After reverting to 1.5.0, everything is working again as expected.

BTW, this is my second attempt to upgrade to 1.6.0~rc1 and ~rc2 both failed with the same message. Both times I had to reset the database as reverting to 1.5.0, ST would fail to start, presumably because of the database migration.

I’m happy to try again, if needed. There is nothing special about my setup, all peers are default, no ignores, all permissions set, etc.

imsodin · May 15, 2020, 8:45am

Thanks for preserving. Do you per chance also have the db from the pi? Could you please run stindex -mode idxck /path/to/the/copied/index-v0.14.0.db on it/them. You can get stindex from: https://build.syncthing.net/buildConfiguration/Syncthing_Tools/65011?buildTab=artifacts

When both are up-to-date but the laptop shows the pi as syncing, that usually means the pi didn’t send some information to the laptop (it could also mean the laptop dropped that info, but I am not aware that happened before).

Do I understand correctly: You have done a try going directly from 1.5.0 to 1.6.0-rc.2?

And yes, db downgrade from 1.6.0 to 1.5.0 is not possible.

rustycanb · May 15, 2020, 9:08am

@imsodin Thanks for your quick response.

No, I didn’t keep the PI side database (dumb, sorry).

The stindex result on the nuked laptop db is: 1 block list entries out of 1026 needs GC

Yes, correct. I have tried going from 1.5.0 to 1.6.0~rc1 and failed as desribed. And going from 1.5.0 to 1.6.0~rc2 and that resulted in my post.

imsodin · May 15, 2020, 9:11am

That’s ok, just informative, not indication of a problem.

If you upgrade again and encounter the same problem, please run stindex on the PI side and report again.

rustycanb · May 15, 2020, 9:20am

I will. Maybe not tonight, I’m still cleaning up all the conflicted files from the reversion to 1.5.0.

Thanks again, you are all awesome.

Nummer378 · May 15, 2020, 11:59am

Sorry for thread hijacking, just wanted to chime in that I encountered similar things on upgrade to 1.6.0-RC.1 and RC.2.

Initially, after upgrading to 1.6.0-RC.1 (on a single Windows device) I also got the message “Non-increasing sequence detected: Checking and repairing the db…”. As everything looked okay, I did not take any further actions.

A while later I looked at the GUI of the Windows device and it showed a single remote device out of sync, with about 3 files apparently not synced. The remote device on the other hand claimed to be up to date, which seemed to be correct.

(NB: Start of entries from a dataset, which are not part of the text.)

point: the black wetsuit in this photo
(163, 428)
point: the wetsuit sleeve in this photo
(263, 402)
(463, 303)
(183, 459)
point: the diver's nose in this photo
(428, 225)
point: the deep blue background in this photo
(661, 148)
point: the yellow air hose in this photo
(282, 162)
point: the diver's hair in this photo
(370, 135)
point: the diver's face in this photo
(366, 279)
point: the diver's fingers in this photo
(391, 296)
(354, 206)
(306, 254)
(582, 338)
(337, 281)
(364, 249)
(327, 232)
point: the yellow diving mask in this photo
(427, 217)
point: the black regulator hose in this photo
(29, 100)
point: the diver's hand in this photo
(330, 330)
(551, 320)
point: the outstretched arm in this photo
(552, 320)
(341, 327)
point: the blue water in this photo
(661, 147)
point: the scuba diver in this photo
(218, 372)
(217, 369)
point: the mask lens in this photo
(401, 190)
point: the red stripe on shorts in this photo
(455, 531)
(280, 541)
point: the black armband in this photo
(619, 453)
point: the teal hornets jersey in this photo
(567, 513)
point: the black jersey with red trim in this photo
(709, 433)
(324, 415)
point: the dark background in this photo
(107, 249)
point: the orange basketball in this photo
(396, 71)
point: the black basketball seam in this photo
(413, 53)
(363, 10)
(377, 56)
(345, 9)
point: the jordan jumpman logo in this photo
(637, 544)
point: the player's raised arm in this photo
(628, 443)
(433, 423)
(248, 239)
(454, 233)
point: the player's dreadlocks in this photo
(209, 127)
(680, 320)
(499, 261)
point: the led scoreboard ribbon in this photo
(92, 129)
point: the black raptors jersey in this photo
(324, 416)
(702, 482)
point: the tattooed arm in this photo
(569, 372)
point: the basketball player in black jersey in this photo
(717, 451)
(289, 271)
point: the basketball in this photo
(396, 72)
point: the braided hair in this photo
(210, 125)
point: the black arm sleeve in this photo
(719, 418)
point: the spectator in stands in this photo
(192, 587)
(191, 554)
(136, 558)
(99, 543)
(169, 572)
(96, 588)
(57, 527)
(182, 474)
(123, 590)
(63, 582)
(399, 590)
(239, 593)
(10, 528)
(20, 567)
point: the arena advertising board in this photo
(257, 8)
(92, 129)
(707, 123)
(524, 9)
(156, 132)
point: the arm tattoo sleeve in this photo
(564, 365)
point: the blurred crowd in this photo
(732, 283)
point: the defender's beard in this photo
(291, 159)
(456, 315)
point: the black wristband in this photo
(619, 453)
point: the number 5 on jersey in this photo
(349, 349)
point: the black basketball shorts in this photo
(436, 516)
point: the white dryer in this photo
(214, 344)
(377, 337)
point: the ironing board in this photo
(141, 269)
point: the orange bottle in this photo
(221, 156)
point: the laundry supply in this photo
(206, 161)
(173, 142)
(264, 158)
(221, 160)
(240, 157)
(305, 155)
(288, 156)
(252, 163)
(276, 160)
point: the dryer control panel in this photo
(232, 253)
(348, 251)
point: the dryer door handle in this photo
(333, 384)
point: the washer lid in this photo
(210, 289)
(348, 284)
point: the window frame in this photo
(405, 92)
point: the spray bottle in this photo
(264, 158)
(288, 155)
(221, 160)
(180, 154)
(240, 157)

After upgrading to 1.6.0-RC.2 I got the message again (I think - at least I remember clicking the yellow warning box again), and again the Windows device showed 5 files out of sync for a remote device - which again, seems to be just a visual thing, I believe everything is synced just fine. The “apparently” not in sync files were different from those shown on RC.1, but from the same (syncthing-) folder.

However, after a couple of reboots, it seems that the out of sync items have changed again: Now the remote devices dialog claims that 2 items are out of sync, for a single remote device. When I click on the out of sync list, it just shows a single item - from the same folder as above.

Just for fun, I ran stindex -mode idxck on the Windows machine and it printed ~hundreds of lines like this (it only outputted such lines, completed with a final line concerning GC):

Missing need entry for needed file "Eclipse_Oxygen/features/org.eclipse.egit.mylyn_4.9.2.201712150930-r/META-INF/ECLIPSE_.RSA", folder "hxbhn-gsktf"

I did random samples on the mentioned files and every tested file was actually non-existent on the local device - the printed files all seem to be old files that have been deleted long ago. They’re from at least five different folders.

As stuff seems to work okay from my perspective I haven’t touched anything expect running stindex just now. If you want to debug something out of this setup I’m fine with that, otherwise I will just leave it as-is and check if it blows up at some point.

Catfriend1 · May 15, 2020, 12:12pm

Maybe not related ?! But: I’ve upgraded my Android phone to test v1.6.0-rc.2 together with my Windows ST v1.5.0. the first time I started my app to sync outstanding changes over everything went fine. The second time I wanted to do the same, the phone reported no connection to the Windows device while the win st had a connection attempt of the phone in its log (but nothing more after that line). I suspect there was some error on the phone side. But due to missing root perms I couldn’t grab the log. Both devices are on the same local network, configured and always working with static ip’s before that event occured. I’ll report more details if it happens again . After closing and restarting ST Android the connection was fine again and syncing completed well.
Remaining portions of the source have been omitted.